More than 90% of deaf children are born to hearing parents who do not speak Dutch sign language. Roelofsen noticed that parents are often not recommended to start learning sign language themselves and to teach it to their child. He and his partner were even advised against doing so. “The people from the organizations that are supposed to help the parents often do not even speak sign language. It was also practically impossible to find a course we could take to learn some basic words that we could teach our daughter.”

Ritmeester explains that doctors often recommend giving the child a cochlear implant. This is a surgically implanted device that stimulates the auditory nerve in the brain and thereby allows deaf children to hear. According to Ritmeester, such implants do not always have the right outcome. “This implant does not allow deaf people to hear in the same way as hearing people. It costs a lot of energy to filter out noise. There can also be complications with the implant, it can for example cause bad headaches.”

This can be a reason for people to take out the implant. “And then, if they did not learn sign language, they are lost.” According to Ritmeester, there are now a lot of studies being done on the consequences of not learning sign language as a deaf or hearing-impaired child. It seems that it can have a negative impact both on the cognitive and social development of a child.

In light of all of this, Roelofsen wanted to create an app that can help parents in the Netherlands learn Dutch sign language (NGT). The app is meant to be complementary to actual lessons that parents can follow in person. Parents should be able to use the app in their spare time, or if they want to double check something. The app is supposed to fit in with the education programs provided by Auris, an organization that provides services and education to deaf people.

The idea is that parents can look up certain phrases or sentences, and that it will show videos of a person performing the sign language translation. The videos will also have subtitles that show the literal translation to spoken language.

Currently, there is an online dictionary for NGT, but it does not explain how you can make full sentences. It also does not include explanations of the grammar. Ritmeester: “Because sign language also has grammar.
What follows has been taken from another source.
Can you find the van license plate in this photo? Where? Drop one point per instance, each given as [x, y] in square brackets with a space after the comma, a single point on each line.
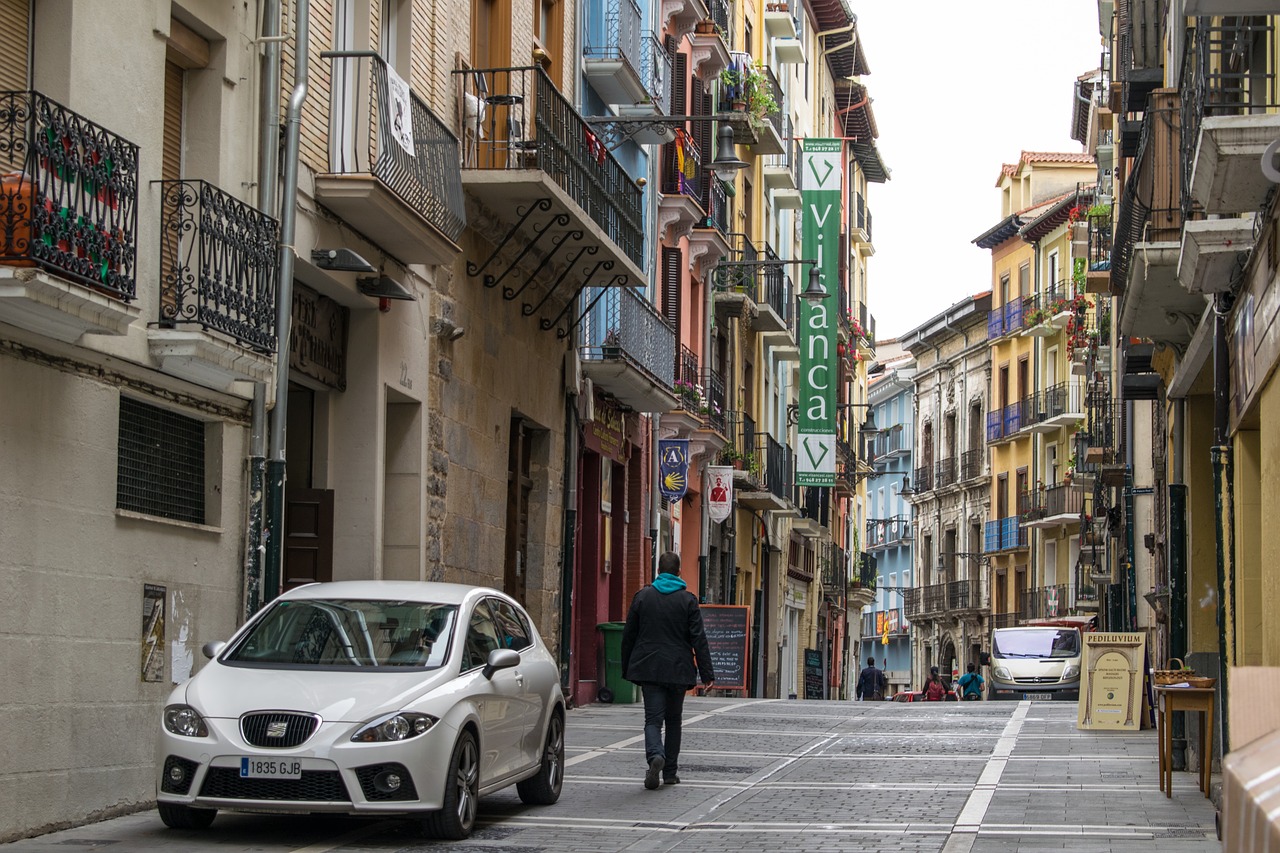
[270, 769]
For example, if I say in sign language that I give something to you, it will look very different then if I say that I will give something to them. The verb really conjugates.” The app will therefore also include grammar tutorials, equally taught in sign language.

Ritmeester’s project is an example of one of the ways in which language technology can help people who speak a minority language feel more included in society. In general, the large language models that are developed now, are trained mostly on English texts. Simply because these models need lots of data and English texts are widely available. These models cannot speak languages that are used by fewer people in the world. Such as sign languages for example.

But it is exactly for these types of languages that language technology could really play an important role. For immigrants in the Netherlands who do not speak Dutch, for example, it is much harder to decide who to vote for, to understand government programs like the vaccination programs during the Covid pandemic, or to defend themselves in court. Language technology could help these people to become more included in society. Roelofsen: “It can really make a difference for some people.”